P41Session 1 (Thursday 9 January 2025, 15:25-17:30)Partial loudness of spatially separated speech in the presence of a competing talker
Background: Loudness is typically reduced in the presence of other sounds. When both target and masker are presented diotically or from the same loudspeaker, partial loudness can be estimated well by considering energetic masking. For speech intelligibility, spatial separation of sounds improves intelligibility, even though the degree of spectral masking remains largely unchanged. This is known as the cocktail party effect. In the present study we investigated this effect on partial loudness by varying the spatial separation between a female target speaker and a competing male speaker.
Method: The target speech was positioned at 0° and 45°. In the respective reference conditions, the competing speech was positioned at the same angle and had the same sound pressure level as the target. Comparisons were made by twenty participants for spatial separations of 22.5°, 45°, and 90° using a 1-up/1-down two-alternatives forced-choice procedure. When the target was at 45°, the comparison stimulus was positioned towards or crossing the centre. Sounds were recorded with an artificial head and presented via headphones. After combining the target and masker, the signals to the left and right ear were switched randomly to reduce a-priori focus on the target. All stimuli had a duration of 2 seconds.
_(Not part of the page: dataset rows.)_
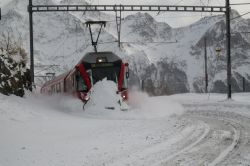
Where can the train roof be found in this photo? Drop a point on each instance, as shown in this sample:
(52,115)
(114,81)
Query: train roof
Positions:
(56,79)
(92,56)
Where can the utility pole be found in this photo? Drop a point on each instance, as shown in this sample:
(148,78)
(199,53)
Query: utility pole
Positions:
(205,53)
(118,16)
(243,84)
(229,90)
(31,44)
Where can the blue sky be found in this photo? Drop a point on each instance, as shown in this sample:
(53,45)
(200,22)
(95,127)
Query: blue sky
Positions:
(180,19)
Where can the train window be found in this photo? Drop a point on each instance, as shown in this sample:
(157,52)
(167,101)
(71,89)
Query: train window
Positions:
(125,81)
(81,86)
(90,76)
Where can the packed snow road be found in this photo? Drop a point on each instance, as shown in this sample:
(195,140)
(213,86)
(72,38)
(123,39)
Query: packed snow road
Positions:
(226,143)
(183,129)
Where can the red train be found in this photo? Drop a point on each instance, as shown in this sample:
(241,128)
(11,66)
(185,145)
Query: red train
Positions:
(93,67)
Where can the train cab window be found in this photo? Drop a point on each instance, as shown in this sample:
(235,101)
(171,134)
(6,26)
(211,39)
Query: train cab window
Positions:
(125,82)
(90,77)
(80,84)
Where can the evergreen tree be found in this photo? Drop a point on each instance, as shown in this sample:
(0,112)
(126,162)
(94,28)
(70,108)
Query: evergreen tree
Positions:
(14,75)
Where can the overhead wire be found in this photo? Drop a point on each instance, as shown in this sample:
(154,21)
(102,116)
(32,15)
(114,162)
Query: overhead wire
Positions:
(240,15)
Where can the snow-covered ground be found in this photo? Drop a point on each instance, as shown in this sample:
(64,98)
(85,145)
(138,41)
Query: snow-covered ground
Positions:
(183,129)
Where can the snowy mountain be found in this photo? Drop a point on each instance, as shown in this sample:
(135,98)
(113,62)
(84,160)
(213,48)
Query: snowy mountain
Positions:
(165,60)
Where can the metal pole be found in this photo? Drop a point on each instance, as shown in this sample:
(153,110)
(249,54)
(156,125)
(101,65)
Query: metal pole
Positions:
(244,84)
(229,91)
(206,75)
(31,44)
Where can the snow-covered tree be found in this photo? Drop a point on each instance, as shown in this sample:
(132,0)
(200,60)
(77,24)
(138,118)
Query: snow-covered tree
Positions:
(14,76)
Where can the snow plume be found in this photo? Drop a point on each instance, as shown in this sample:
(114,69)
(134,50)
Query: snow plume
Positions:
(104,103)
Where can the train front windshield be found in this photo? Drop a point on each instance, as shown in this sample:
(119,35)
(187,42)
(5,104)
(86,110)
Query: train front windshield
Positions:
(109,71)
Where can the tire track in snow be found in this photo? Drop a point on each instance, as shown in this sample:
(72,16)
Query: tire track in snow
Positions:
(187,148)
(231,147)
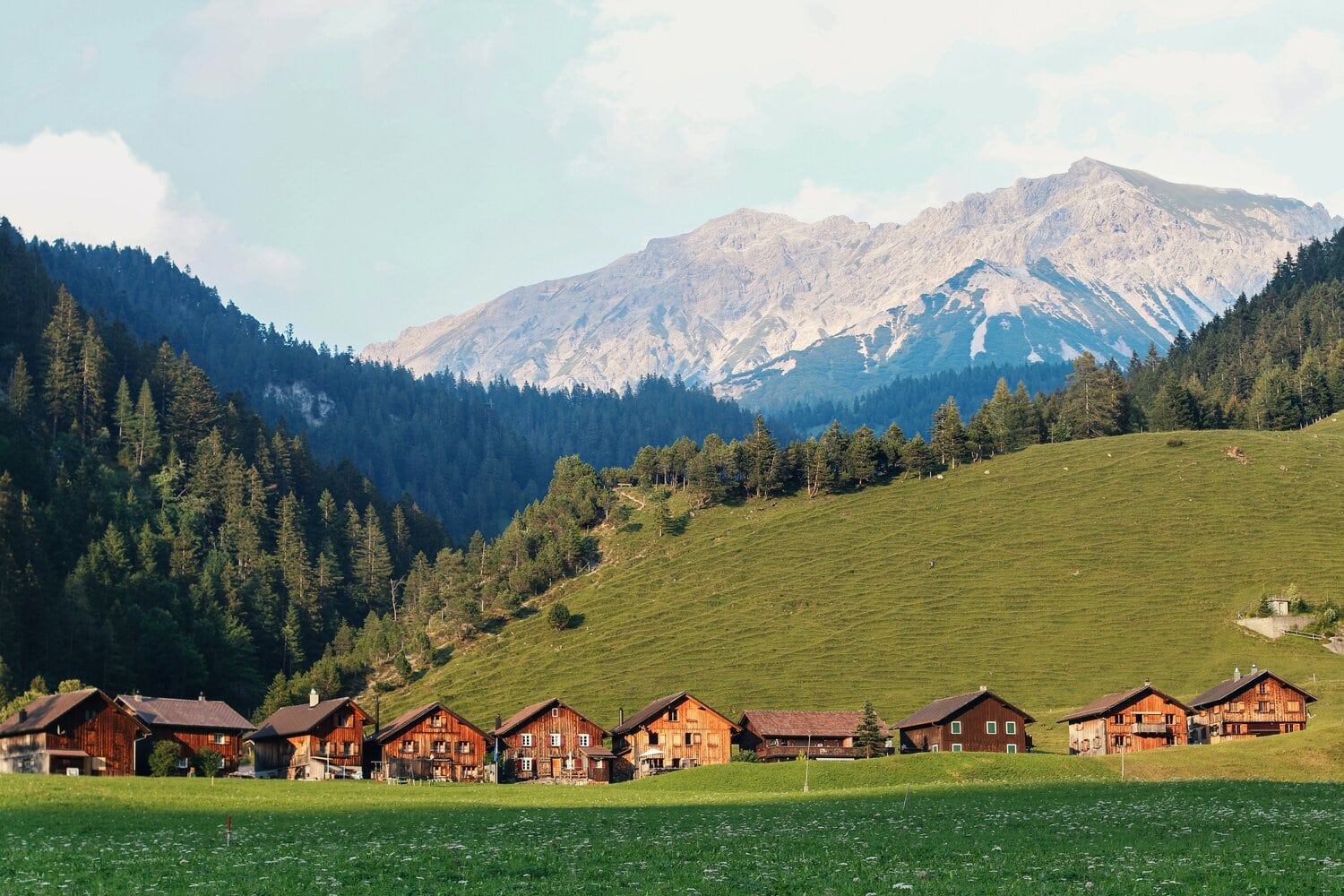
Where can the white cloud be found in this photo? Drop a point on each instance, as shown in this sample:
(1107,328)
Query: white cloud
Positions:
(669,83)
(234,45)
(91,188)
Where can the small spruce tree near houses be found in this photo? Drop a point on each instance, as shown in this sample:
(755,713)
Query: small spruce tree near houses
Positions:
(867,737)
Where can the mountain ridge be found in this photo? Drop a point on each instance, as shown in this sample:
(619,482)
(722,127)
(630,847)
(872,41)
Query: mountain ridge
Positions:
(769,309)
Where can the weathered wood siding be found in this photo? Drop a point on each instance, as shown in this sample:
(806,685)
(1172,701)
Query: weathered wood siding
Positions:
(547,761)
(1269,707)
(973,735)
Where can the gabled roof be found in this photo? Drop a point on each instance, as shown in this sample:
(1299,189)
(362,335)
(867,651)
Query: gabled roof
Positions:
(797,723)
(1231,686)
(1105,704)
(527,713)
(940,711)
(661,705)
(171,712)
(411,718)
(45,712)
(298,719)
Results: For the 0° target, level differences required for equal loudness were close to 0 dB, implying that the target was perceived as equally loud when the masker coincided in direction and when it was positioned on the side. For the 45° target, the effect of spatial separation was small, less than 1.5 dB, but statistically significant, and increased with separation.
Conclusions: The level difference necessary for equal loudness (LDEL) was small compared to previous speech intelligibility studies that used similar separations and found differences in speech reception thresholds larger than 5 dB. The lack of any effect for the frontal reference was surprising. It may be that participants always knew where the target stimulus came from, which could have facilitated attention. Another explanation for the small, if any, effect in both conditions could be that participants based their judgment on segments when the target was loud and between syllables or words of the masker. This would suggest participants effectively judged partial loudness at a high signal-to-noise ratio, similar to loudness in silence, and thus is less dependent on the masker.
Acknowledgments: This study was supported by the Royal Society, grant 232164.